Eventually he tells us that there were pale-blue angels up there who ran swords through the ladder-men’s bodies. The men leaked orange blood but they didn’t die. The angels lured the men to their glittering landscapes to sleep with them. He said he’d never met such licentious women. ‘They do it with anyone. No matter how cold you are; they want you.’ It was a huge place, the returning man said, with snow cathedrals and a high-pitched ringing glare that hurt both your ears and eyes. The colours were so sharp that after a while he lost sight of everyone he knew. (He was sorry, but he couldn’t tell us what happened to the other ladder-men in our caravan.) There were some nice angels, he admitted, who handed out sugar crystals.
When the returning ladder-man has regained his normal complexion, he has to go through the ritual burning of his ladder.

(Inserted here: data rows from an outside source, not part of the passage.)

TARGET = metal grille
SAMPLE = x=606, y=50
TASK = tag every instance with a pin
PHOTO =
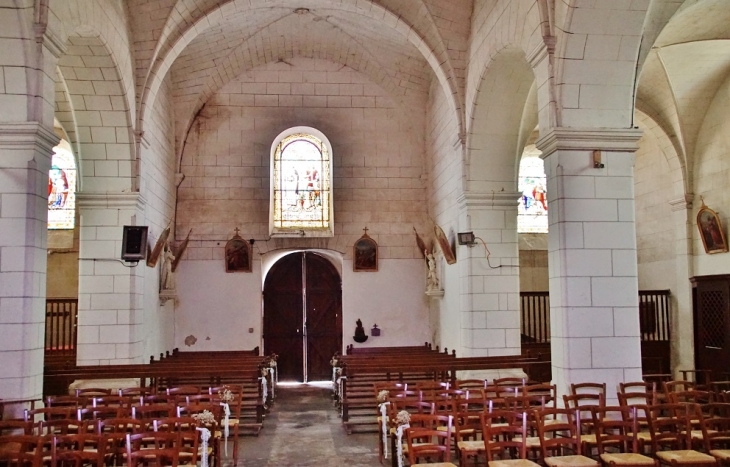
x=713, y=318
x=61, y=327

Or so the authorities decree. Back in Seville he will never again be seduced by the lure of rooftop balconies. The man says he feels cured already. But the ladder-burning ritual must go ahead.
Later that night I hear the returned ladder-man’s wife sobbing in the tent beside mine. ‘You’re not the man you used to be.’ I am quietly perturbed. But the next day I wake in anticipation. This is the day my Aurelio has to return, or he will never do so. I stand alert on the track and keep a look out for his rake-like physique. As day dies I know any chance of seeing him again is unlikely, but I force myself to be happy for him. He will become a lyre of the air and hear the music running through his veins. Forever.